Participants in 401(k)s in their 20s during the mid-1990s chose different asset allocations than those in their 20s at the end of 2015, according to new research from the Employee Benefit Research Institute.
The study “401(k) Plan Asset Allocation, Account Balances, and Loan Activity in 2015,” which looks at how 401(k) plan participants managed their asset allocations up to the end of 2015, allows a comparison with participants’ choices back in the 1990s.
It indicates that younger plan participants in 2015 had lower allocations to company stock and higher allocations to balanced funds than their predecessors in the 1990s.
While 2015’s participants allocated a similar share of aggregate assets to equities, the report says, they changed the mix.
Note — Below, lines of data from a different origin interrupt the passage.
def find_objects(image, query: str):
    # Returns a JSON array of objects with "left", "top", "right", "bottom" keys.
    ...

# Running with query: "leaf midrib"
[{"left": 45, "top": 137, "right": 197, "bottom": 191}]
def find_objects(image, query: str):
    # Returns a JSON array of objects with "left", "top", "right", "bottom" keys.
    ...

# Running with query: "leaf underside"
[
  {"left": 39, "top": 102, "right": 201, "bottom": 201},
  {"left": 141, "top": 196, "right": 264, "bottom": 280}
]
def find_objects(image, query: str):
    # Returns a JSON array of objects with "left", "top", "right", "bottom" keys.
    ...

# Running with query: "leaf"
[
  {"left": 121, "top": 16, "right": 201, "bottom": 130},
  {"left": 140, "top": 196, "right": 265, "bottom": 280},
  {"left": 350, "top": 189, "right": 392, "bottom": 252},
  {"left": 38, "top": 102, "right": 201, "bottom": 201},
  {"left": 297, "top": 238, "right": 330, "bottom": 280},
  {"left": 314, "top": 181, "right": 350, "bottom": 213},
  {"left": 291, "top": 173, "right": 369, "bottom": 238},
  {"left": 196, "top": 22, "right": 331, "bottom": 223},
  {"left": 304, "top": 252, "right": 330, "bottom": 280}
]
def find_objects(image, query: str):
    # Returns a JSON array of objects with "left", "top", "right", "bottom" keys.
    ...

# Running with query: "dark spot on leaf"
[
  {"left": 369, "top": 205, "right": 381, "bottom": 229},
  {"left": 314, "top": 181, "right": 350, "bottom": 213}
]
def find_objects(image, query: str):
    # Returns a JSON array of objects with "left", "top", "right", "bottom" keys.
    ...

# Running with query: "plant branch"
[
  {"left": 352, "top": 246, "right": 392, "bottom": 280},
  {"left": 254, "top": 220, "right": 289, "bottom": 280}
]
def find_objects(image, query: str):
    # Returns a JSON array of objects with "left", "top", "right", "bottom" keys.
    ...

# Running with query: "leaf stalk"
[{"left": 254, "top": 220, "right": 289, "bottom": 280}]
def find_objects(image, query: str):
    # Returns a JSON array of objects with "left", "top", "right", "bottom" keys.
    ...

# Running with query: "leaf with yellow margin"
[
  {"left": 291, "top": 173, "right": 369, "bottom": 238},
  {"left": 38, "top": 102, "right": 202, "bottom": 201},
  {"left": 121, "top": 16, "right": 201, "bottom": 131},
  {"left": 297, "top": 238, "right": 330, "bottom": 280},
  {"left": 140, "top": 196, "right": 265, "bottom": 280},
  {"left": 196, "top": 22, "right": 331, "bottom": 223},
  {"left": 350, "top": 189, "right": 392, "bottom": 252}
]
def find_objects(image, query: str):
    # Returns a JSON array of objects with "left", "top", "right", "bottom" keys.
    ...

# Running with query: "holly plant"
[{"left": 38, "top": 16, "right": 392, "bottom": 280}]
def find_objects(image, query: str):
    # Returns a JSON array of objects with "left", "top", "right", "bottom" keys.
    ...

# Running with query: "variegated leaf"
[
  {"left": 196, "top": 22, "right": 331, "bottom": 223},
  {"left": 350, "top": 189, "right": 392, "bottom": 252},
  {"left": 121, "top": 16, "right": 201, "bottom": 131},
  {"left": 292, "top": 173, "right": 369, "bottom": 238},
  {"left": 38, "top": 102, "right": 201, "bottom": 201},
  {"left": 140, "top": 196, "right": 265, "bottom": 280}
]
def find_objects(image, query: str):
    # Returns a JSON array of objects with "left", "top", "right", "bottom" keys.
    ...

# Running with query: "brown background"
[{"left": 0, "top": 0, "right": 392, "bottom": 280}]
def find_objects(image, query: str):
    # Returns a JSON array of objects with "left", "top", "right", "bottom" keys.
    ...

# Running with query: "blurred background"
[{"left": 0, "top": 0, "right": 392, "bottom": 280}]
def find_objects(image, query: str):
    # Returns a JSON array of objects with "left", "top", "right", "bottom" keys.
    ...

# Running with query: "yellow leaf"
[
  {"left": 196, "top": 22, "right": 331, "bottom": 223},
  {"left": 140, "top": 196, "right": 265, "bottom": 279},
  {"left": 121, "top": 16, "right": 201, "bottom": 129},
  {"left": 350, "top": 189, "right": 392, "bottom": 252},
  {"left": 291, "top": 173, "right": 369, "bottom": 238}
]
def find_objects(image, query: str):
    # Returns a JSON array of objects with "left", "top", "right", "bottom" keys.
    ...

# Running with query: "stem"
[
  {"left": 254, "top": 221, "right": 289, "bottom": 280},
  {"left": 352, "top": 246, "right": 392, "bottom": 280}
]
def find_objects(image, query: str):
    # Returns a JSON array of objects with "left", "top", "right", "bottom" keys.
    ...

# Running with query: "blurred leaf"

Today’s young participants are less concentrated in equity funds and company stock, but more so in balanced funds, including target-date funds.
In the report, Sarah Holden, ICI’s senior director of retirement and investor research, is quoted saying, “The data show that 401(k) plan investors in their 20s—whether the millennials of 2015 or the Generation Xers of 1996—have invested a large portion of their accounts in equities, but the composition of these equity investments has changed. One factor influencing this trend is that today’s younger investors are relying more on the automatic rebalancing feature of target-date funds to keep their assets allocated in an age-appropriate way as they progress through their careers.”
And while these younger participants’ equity allocation has been high—77 percent for those in the 1990s, 80 percent for those in 2015—they’re using different vehicles.
At year-end 2015, participants had 28 percent of aggregate assets in equity funds, while in in 1996 those younger participants put 55 percent into equity funds.
And also in 2015, just 5 percent is in company stock, while in 1996 it was 17 percent.
But 54 percent of assets in 2015 were in balanced funds, 47 percent of that in target-date funds.
In 1996, however, 20-somethings only had 8 percent in balanced funds (target-date funds weren’t separately reported in the database, says the report, till 2006).
It adds, “These trends also are mirrored among all age groups in the database. Overall, allocations to company stock decreased from 19 percent in 1996 to 7 percent in 2015, allocations to equity funds decreased from 53 percent in 1996 to 43 percent in 2015, and balanced funds increased from 7 percent of assets in 1996 to 25 percent in 2015.”